Good: When did you first realize that making art was essential to how you move through the world?
kiarita: I came to understand art-making as a channeling of energy that requires the fullness of presence with the work; it isn’t merely a meditation but a consistent practice in grounding and the nuance of expression.
Good: What parts of yourself do you feel most seen in through your work?
kiarita: I feel most seen in the reception of my work as intended—creating spaces in which the very community I am honoring in the work is fostered by the work.
Good: How has your understanding of your identity shaped the way you create?
kiarita: My sense of devotion and fortitude emerges from crucial aspects of my culture, but understanding the nuances of generational trauma has led me to seek out new understandings of loving through chosen family.
Good: What story do you think your younger self needed to see in art—and are you telling that story now?
kiarita: My younger self needed to see more intimate representations of platonic closeness; intimacy tends to be inherently interlinked with sexuality, when really, it is boundless.

Good: How do you navigate the tension between visibility and vulnerability in your work?
kiarita: Being deeply intentional about the work’s presentation is crucial to safeguarding its vulnerability. Creating installations in which the work generates an aura of safety, love, and tenderness acts partly as a form of protection.
Good: What is a misconception people have about your practice—or you—that your art helps correct?
kiarita: I can’t speak to misconceptions people have about me; those are their own!
Good: How do your surroundings—physical, cultural, emotional—show up in your work?
kiarita: The reclamation and reinvention of discarded objects is a sort of heritage, passed down from all of my grandparents—resourcefully and inventively acting out of necessity.
Good: If this chapter of your life had a title, what would it be—and how is that reflected in your current work?
kiarita: This chapter of my life has definitely been about relational understanding, in every sense of the word. My practice is a means of channeling the feelings within this learning.
Good: What truth have you been circling in your work but haven’t said out loud yet?
kiarita: Performance, interaction, and installation, I’m realizing, are integral to the praxis of my practice—revealed to me recently through the execution of my debut solo show, home[body].
Good: If you had to strip everything back—materials, audience, career—what would remain at the center of your practice?

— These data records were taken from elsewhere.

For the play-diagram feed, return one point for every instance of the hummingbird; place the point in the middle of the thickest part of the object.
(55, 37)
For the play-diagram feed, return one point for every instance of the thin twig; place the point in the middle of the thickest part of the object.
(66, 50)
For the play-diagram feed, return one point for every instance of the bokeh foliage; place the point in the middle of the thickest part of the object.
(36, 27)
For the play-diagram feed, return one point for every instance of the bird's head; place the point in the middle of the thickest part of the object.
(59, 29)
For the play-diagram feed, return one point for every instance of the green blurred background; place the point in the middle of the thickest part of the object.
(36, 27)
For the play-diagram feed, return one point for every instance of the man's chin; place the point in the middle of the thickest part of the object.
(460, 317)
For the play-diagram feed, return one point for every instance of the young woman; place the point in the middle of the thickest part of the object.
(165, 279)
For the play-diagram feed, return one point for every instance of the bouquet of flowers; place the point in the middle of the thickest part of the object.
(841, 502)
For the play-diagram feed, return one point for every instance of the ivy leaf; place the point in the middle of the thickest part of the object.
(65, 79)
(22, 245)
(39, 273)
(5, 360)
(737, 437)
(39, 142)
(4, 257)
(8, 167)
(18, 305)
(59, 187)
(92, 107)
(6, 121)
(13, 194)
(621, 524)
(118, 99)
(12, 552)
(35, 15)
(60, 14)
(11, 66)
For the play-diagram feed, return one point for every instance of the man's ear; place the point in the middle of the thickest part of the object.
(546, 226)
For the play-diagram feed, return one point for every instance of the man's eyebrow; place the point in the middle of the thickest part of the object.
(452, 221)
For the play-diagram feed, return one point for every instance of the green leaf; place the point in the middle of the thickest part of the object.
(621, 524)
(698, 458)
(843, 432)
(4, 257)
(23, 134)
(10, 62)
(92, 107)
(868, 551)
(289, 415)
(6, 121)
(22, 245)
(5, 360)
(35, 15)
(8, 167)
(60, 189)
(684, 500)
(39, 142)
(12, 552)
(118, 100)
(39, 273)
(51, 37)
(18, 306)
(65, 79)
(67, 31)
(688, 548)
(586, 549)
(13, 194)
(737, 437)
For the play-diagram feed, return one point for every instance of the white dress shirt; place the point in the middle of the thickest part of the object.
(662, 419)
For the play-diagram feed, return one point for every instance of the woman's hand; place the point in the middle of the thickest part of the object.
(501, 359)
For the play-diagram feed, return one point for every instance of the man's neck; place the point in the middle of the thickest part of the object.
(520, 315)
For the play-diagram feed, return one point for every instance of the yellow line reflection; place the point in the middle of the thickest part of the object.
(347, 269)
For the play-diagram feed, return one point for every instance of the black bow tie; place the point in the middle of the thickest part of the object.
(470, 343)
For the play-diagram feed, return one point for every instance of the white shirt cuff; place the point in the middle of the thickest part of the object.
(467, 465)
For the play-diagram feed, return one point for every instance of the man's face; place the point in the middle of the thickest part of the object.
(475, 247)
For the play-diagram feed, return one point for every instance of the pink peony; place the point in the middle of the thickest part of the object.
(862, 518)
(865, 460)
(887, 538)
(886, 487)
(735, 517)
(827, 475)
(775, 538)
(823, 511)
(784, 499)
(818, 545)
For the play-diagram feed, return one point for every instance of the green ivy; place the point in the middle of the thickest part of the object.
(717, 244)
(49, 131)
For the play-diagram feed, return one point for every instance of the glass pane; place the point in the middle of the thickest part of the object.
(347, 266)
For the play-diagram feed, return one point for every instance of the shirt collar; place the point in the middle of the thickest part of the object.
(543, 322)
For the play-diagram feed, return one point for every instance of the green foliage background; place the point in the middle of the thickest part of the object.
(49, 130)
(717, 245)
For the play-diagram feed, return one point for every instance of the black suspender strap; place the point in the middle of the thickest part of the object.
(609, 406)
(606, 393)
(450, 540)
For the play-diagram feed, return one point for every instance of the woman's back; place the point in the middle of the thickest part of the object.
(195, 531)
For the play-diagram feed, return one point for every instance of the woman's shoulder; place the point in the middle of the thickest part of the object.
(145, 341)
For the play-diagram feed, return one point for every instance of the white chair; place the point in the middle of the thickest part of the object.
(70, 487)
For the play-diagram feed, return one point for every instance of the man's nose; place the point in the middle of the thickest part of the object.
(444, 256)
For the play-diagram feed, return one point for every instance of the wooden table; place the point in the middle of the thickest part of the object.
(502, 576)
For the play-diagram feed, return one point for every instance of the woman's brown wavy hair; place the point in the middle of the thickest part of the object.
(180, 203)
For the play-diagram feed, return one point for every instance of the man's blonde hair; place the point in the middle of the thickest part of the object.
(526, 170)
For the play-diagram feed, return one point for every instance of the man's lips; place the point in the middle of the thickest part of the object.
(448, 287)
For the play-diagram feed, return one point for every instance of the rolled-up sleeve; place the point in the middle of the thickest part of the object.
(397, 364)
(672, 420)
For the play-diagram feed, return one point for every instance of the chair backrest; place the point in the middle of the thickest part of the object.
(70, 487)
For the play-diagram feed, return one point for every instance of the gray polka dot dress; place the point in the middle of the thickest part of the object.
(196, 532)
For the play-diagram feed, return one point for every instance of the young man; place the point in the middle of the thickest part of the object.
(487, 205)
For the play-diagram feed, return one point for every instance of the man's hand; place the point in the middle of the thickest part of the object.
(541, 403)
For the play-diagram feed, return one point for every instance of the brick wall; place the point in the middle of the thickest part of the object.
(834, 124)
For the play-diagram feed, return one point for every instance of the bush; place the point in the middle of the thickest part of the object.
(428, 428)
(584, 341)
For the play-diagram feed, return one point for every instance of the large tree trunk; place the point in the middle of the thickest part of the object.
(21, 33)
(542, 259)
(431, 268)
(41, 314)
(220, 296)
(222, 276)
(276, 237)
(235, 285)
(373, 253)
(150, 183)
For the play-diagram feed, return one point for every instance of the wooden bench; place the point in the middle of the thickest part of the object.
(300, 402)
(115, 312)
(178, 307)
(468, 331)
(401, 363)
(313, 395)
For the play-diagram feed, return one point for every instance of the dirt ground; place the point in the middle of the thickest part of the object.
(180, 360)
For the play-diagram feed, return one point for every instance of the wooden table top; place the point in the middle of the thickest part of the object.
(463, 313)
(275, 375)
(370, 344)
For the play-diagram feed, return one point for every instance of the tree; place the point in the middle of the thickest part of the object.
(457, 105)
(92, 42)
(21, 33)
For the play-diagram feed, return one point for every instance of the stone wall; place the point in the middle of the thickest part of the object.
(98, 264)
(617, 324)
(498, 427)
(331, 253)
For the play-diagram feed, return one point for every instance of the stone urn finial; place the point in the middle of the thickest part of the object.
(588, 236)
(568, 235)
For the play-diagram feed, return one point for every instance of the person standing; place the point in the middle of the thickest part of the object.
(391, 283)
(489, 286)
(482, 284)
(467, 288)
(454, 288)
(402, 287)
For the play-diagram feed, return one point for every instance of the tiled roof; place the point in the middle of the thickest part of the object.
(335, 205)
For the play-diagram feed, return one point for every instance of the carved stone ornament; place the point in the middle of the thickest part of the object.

kiarita: The nuances of intimacy. The very presence the work necessitates from me requires that I abandon external concerns—audience, career, resources even—to channel as directly as I can.

About kiarita:
kiarita (b.1999 Hackensack, NJ) is a Brooklyn based artist of Dominican descent. Their work tends to proximities of the intimate and differing notions of home by painting and collaging objects into found furniture. They hold a BFA in Visual and Critical Studies from the School of Visual Arts and are a current Bronx AIM as well as New York Van Lier Trust Fellow. They have received honors from the Rema Hort Mann Foundation and the Sylvia Lipson Allen Memorial Fund and have been featured in numerous group shows nationwide, though primarily showing in New York City.